旗帜上那道朱红色的火纹,在风中猎猎作响,仿佛燃烧着的警告。
沿海都督府外,数百玄锋军整齐列阵,刀鞘交叠如城墙,盔甲上残留的锈痕映着寒光。穆烟玉立在府门前,袖中藏着折扇,指节微扣。那双眼冷若霜刃,望向远处缓缓靠岸的鹰翔国使船。
那艘船造型怪异,船头高翘如鹰喙,船身镶嵌银色甲片,在阳光下反出刺目的光。甲板上,十余名使者身着深蓝礼袍,胸口绣着展翼的银鹰。最前方一人身材高瘦,鼻梁陡峭,眉间有一道如刻刀划出的竖痕——他便是鹰翔国首席特使,名曰罗狄安。
船尚未靠岸,他已高声命令:“传告贵国都督,本使奉我王诏命,前来洽谈商事,望以礼相迎!”
穆烟玉面色不变,只淡淡道:“玄朝沿海官制,未奉旨不得擅入内陆。贵使若真来议和,便请先在港口受检。”
港务官依令而行,一队士卒上前登船,搜检信函、箱笼。罗狄安眉头一拧,似要发作,终又强忍,口中低哼几句鹰翔语。
片刻后,众人步入都督府议事厅。厅内红木铺地,金线织毯延至榻前,墙上悬有宁凡亲笔书就的“以德御远”四字。火盆中香料燃得极慢,烟气氤氲,带着淡淡檀气。
罗狄安抬眼一扫,心中暗惊:——此处陈设虽不奢,却尽显秩序与力量。
穆烟玉端坐主位,旁侧一案摆着苏若雪所拟的和谈条约草稿。她微微一笑,开口柔中带锋:“听闻鹰翔国沿海商团屡次以‘自由贸易’为名,侵我商道,焚我港市。如今特使登岸,是为谢罪?”
罗狄安一怔,随即干笑:“贵国误会。海上往来,本应互通有无。然贵朝近年征税过重,闭关自守,致两国商船频起纠纷。吾王心系和平,故遣我前来,望重开旧约。”

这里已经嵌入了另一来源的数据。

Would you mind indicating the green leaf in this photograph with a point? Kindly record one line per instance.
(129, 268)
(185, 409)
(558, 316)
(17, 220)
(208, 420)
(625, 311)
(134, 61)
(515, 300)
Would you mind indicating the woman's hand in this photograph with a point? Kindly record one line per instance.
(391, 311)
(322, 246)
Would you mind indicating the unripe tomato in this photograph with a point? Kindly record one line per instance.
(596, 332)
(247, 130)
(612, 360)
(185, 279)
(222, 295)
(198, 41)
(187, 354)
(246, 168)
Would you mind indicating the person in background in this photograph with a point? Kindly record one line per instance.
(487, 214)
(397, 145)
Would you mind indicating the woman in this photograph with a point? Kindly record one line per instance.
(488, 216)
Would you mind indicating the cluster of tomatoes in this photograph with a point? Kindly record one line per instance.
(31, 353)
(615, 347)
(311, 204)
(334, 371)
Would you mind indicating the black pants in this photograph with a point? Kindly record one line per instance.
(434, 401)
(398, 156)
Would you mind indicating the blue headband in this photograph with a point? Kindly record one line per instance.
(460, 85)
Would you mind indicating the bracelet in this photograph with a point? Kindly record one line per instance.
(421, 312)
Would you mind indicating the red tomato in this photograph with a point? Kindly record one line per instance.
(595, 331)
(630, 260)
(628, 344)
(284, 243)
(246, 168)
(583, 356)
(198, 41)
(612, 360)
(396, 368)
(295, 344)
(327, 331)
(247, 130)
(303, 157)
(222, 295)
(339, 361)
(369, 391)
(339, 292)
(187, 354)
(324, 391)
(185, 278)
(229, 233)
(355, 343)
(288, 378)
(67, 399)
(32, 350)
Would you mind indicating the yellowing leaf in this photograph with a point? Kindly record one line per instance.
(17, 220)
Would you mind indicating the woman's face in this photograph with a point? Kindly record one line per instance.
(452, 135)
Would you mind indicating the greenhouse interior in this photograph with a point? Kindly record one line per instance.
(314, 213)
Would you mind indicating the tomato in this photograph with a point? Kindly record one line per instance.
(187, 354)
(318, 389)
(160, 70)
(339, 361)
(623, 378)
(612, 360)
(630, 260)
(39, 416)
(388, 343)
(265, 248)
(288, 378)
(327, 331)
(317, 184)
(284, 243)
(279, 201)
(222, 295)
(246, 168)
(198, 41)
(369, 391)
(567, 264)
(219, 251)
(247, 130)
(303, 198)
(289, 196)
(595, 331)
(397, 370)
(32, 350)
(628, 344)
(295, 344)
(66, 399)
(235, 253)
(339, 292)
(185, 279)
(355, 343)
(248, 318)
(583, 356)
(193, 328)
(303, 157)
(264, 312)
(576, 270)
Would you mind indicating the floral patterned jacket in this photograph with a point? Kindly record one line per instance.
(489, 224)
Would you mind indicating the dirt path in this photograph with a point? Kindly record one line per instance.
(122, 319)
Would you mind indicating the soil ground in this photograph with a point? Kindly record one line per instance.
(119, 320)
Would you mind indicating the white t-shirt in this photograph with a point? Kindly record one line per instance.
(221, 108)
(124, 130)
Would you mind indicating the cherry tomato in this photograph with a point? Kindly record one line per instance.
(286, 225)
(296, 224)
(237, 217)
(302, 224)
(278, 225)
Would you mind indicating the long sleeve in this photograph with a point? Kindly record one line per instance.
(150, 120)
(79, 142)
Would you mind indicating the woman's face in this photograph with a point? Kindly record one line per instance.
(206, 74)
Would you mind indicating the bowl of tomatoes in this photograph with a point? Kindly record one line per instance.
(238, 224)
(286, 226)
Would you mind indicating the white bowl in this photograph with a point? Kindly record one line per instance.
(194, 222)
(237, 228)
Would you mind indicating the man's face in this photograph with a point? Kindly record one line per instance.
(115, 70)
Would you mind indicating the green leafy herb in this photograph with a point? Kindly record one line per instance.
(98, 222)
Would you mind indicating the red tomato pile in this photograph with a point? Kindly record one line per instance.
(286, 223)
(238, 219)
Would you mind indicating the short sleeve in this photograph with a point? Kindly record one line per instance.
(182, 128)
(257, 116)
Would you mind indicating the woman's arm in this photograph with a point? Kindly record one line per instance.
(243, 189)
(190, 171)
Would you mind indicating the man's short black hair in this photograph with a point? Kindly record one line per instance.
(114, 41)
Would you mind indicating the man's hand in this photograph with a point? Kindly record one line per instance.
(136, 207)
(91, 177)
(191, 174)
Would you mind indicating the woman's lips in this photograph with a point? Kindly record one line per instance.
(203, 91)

穆烟玉指尖轻敲桌面:“重开旧约?是要我玄朝让出海口,任尔等商船横行?亦或要我撤港防军,使贵国军舰‘护商’自由?”
罗狄安神色微变,仍强作镇定:“我王之意,不过求公正与互利——若玄朝愿开放港道,我国愿按比例征税,且共享海贸利润。”
厅内顿时寂静。
穆烟玉缓缓起身,衣袂拂地。她步近两步,居高临下:“鹰翔国去年勾结西陆大月,运兵船至东海口;又在南海放纵私商劫掠玄朝货舶。此账,尚未清理。你所谓的‘互利’,是让我等赔笑?”
罗狄安的嘴角抽动一下,语气骤冷:“穆都督此言过重。若真要清算,贵国北疆与西陆暗通商路之事,本使亦有所闻。”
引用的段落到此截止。